The Senate’s exclusion of the transfer fee was a particularly tough blow for a broad coalition that included affordable-housing advocates, some business leaders, realtors, and local officials from dozens of towns.

The fee was largely felled by an aggressive campaign from the real estate industry. The Greater Boston Real Estate Board sent out mailers, mass texts, and websites that framed the proposal as a “new tax” that “will be a drag on your wallet and our economy.”

The Greater Boston Interfaith Organization, which has been out in force in support of the transfer fee this year, voiced its disappointment over the final product in an impassioned statement.

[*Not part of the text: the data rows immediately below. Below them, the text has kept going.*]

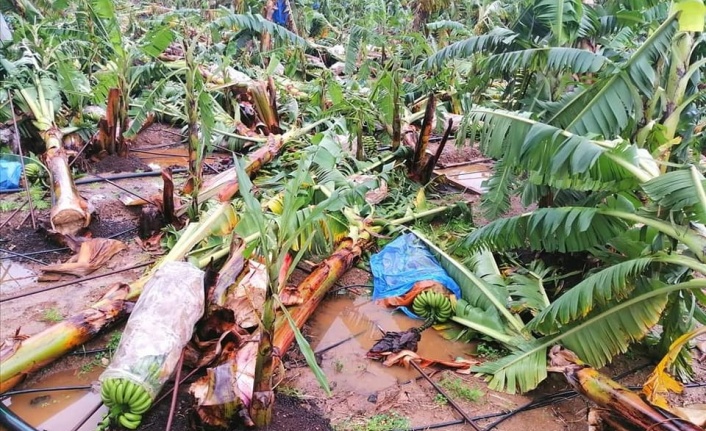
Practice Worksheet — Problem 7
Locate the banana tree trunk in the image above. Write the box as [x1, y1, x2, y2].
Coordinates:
[250, 296, 275, 428]
[0, 204, 239, 393]
[260, 0, 276, 55]
[0, 283, 136, 393]
[250, 239, 364, 427]
[272, 237, 369, 355]
[550, 346, 703, 431]
[42, 127, 91, 235]
[411, 93, 436, 182]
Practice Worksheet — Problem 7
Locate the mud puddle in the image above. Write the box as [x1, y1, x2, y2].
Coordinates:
[0, 367, 107, 431]
[0, 260, 37, 294]
[309, 295, 474, 394]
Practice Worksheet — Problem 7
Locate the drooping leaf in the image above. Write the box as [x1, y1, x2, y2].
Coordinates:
[527, 257, 653, 335]
[485, 47, 609, 73]
[642, 169, 706, 223]
[211, 13, 308, 48]
[417, 27, 517, 69]
[472, 340, 552, 394]
[464, 207, 627, 253]
[534, 0, 583, 45]
[413, 231, 524, 334]
[547, 15, 676, 139]
[473, 280, 706, 392]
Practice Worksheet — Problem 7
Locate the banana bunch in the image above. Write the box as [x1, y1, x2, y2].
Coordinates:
[363, 135, 379, 154]
[25, 163, 48, 184]
[267, 193, 284, 215]
[99, 378, 152, 430]
[412, 290, 454, 323]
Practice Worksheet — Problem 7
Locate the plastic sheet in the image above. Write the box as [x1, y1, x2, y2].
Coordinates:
[0, 159, 22, 190]
[370, 233, 461, 317]
[99, 262, 205, 400]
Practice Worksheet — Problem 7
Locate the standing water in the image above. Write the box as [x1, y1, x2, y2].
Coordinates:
[309, 296, 473, 394]
[0, 367, 107, 431]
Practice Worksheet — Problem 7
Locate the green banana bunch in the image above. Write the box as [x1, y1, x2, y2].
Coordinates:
[363, 135, 379, 154]
[99, 378, 152, 430]
[412, 290, 454, 323]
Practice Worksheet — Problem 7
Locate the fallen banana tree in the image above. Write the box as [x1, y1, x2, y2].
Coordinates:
[190, 207, 448, 427]
[549, 346, 703, 431]
[0, 204, 239, 393]
[20, 78, 91, 235]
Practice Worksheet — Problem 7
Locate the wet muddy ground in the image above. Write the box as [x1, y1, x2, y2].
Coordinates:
[0, 126, 706, 431]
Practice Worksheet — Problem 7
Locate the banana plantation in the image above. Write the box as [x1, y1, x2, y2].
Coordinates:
[0, 0, 706, 431]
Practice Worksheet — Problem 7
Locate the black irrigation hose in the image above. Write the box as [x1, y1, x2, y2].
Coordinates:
[0, 227, 137, 265]
[396, 363, 706, 431]
[0, 385, 92, 404]
[0, 386, 93, 431]
[0, 168, 187, 194]
[0, 260, 155, 304]
[0, 403, 37, 431]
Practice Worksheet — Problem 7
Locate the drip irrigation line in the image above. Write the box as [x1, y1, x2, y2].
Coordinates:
[94, 174, 159, 208]
[327, 284, 373, 294]
[0, 201, 29, 229]
[409, 360, 481, 431]
[0, 403, 37, 431]
[314, 331, 366, 355]
[0, 227, 137, 265]
[69, 347, 110, 356]
[0, 260, 154, 304]
[164, 350, 184, 431]
[71, 401, 103, 431]
[0, 168, 188, 194]
[0, 385, 92, 404]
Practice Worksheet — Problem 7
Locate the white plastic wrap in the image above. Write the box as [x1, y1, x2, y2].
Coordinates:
[99, 262, 205, 400]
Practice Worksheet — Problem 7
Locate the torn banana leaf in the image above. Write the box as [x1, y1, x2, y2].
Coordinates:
[549, 346, 703, 431]
[41, 238, 127, 277]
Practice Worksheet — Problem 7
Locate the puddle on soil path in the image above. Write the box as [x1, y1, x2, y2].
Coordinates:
[309, 296, 474, 394]
[0, 367, 107, 431]
[434, 163, 492, 194]
[0, 260, 37, 295]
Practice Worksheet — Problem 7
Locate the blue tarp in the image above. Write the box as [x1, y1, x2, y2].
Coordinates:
[0, 159, 22, 190]
[272, 0, 289, 25]
[370, 233, 461, 317]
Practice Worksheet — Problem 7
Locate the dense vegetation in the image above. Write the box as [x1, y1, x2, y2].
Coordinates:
[0, 0, 706, 416]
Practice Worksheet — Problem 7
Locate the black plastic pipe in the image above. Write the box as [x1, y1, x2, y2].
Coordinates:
[0, 403, 37, 431]
[0, 168, 187, 194]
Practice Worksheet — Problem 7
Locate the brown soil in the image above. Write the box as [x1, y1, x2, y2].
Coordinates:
[91, 155, 151, 174]
[139, 391, 332, 431]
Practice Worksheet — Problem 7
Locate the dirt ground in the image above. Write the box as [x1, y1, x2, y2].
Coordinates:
[0, 125, 706, 431]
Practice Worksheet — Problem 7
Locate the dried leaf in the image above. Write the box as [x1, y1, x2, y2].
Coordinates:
[223, 259, 267, 328]
[642, 327, 706, 409]
[674, 404, 706, 428]
[42, 238, 127, 277]
[382, 350, 478, 374]
[0, 328, 29, 362]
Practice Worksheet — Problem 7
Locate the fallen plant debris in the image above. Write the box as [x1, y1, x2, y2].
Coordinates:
[42, 238, 127, 277]
[0, 0, 706, 430]
[550, 346, 702, 431]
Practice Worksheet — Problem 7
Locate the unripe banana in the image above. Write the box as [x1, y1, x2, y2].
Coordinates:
[412, 290, 453, 323]
[118, 415, 140, 430]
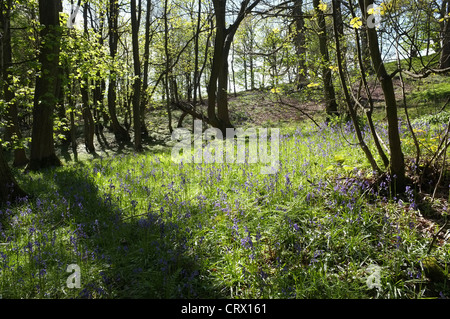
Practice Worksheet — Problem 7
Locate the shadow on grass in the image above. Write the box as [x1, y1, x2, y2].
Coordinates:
[14, 162, 223, 299]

“This omission means that our cities and towns have been denied a real fighting chance,” GBIO said. “Why is it that [advocates] have had to fight tooth and nail for this measure to even be considered, while monied entities like the Greater Boston Real Estate Board were able to trigger a knee-jerk reaction in the final stages of the legislative session?”

Business and real estate groups, however, celebrated the Senate’s decision.

Greg Vasil, CEO of the Greater Boston Real Estate Board, said he was “thrilled” that the bill, among other things, rejected “flawed policies” such as the transfer fee.

Paul Craney, spokesperson for the Massachusetts Fiscal Alliance, said, “It’s mystifying that this tax hike on housing was even being considered in the first place.”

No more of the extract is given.